Her mother, Nancy Y. Ibanez, said her daughter wanted to go to graduate school and had goals of working in human resources with minorities.
Penn State University Police and representatives from the Office of Physical Plant (OPP) said Penn State has been increasing elevator safety by installing emergency phones and help stickers to ensure such a tragedy never happens again.
University Police Assistant Director Bruce Kline said police procedures for incidents of stalled elevators have also been "more detailed" since Ibanez's death.
"The unfortunate accident raised questions and motivated us to look at procedures more closely," he said.
University police get at least a few calls each week about elevator problems, Kline said, and their primary job is to make contact with the people inside the elevator and reassure them that help is on the way.
"The physical plant has added technicians to their staff, so they can respond within minutes and safely extract people from the elevator," he said.
Scotty Eble, a supervisor for the crew of elevator technicians, said that during the day, four to five technicians are on campus so they can respond within minutes to any trouble.
"The calls take precedence over everything else," he said. "Between our preventive maintenance crew and our full-blown technicians, usually someone is very quickly able to head over."
University officials began last fall to install emergency telephones in all of Penn State's 325 elevators, Director of Environmental Health and Safety Maurine Claver said.
The initiative is the result of regular updates to elevator safety at Penn State, and the project is "moving along" -- more than 65 elevator phones have been installed already, she said.
"We took a look at our elevator program, and we thought that would be a terrific enhancement for existing elevators," she said. "It's one of the pieces that makes elevator rescue faster."
Claver said it will take a few more years until all the campus elevators have phones. So far, she said, installations have been concentrated in the residence halls because of their frequent usage.
The cost of the project totals more than $2 million -- between $7,000 and $8,000 for each elevator, Kline said, because each elevator needs three phones for successful contact with the occupants.
Some of the money, he said, will come from the residence life budget and the rest will come from OPP's budget. The project will be spread out for several years, he added.

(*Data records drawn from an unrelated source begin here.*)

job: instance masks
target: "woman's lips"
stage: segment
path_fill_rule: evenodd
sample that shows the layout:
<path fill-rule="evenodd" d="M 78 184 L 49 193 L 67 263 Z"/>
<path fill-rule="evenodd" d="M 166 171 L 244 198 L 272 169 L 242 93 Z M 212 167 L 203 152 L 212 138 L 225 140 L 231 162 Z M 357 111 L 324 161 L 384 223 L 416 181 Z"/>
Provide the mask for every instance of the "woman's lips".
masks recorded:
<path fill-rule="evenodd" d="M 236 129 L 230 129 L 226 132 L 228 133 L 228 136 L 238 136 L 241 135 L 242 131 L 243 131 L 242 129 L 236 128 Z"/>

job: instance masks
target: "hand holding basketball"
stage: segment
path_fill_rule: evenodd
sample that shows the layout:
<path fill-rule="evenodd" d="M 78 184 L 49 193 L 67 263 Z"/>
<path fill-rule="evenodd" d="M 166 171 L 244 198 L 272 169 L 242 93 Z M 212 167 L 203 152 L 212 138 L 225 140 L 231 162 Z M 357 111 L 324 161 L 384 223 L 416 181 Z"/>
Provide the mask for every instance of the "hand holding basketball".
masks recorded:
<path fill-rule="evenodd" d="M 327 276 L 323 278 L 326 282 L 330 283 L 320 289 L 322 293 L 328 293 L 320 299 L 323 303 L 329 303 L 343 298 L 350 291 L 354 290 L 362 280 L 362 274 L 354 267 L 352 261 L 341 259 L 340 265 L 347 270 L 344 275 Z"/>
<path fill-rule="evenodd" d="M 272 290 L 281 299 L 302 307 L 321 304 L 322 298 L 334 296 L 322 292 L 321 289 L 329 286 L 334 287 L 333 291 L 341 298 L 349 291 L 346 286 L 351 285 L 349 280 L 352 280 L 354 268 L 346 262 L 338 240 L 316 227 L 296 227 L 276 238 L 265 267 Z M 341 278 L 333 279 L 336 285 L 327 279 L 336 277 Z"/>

In March 2004, OPP employees also placed bright yellow stickers above the elevator buttons in campus elevators instructing students what to do if the elevator stops operating.
The stickers list five emergency steps occupants should follow in an emergency: push the alarm button, communicate with people outside, remain inside of the elevator, wait for the elevator technician and dial the number for campus police if a cell phone is available.
Some students have reported that the instructions in their elevators have been ripped off, covered up or written over.
Claver said the housing staff regularly checks the stickers in campus elevators to see if any replacements are needed.
In the event of becoming trapped in a campus elevator, Claver said, no student should ever attempt to leave the elevator.
"We haven't had many incidents of 'self-rescue,' " she said, "because of the timely arrival of university police working with OPP employees."
She added that students should never be concerned when riding campus elevators.
"I use elevators all the time, and I have no fear when riding any elevator," she said.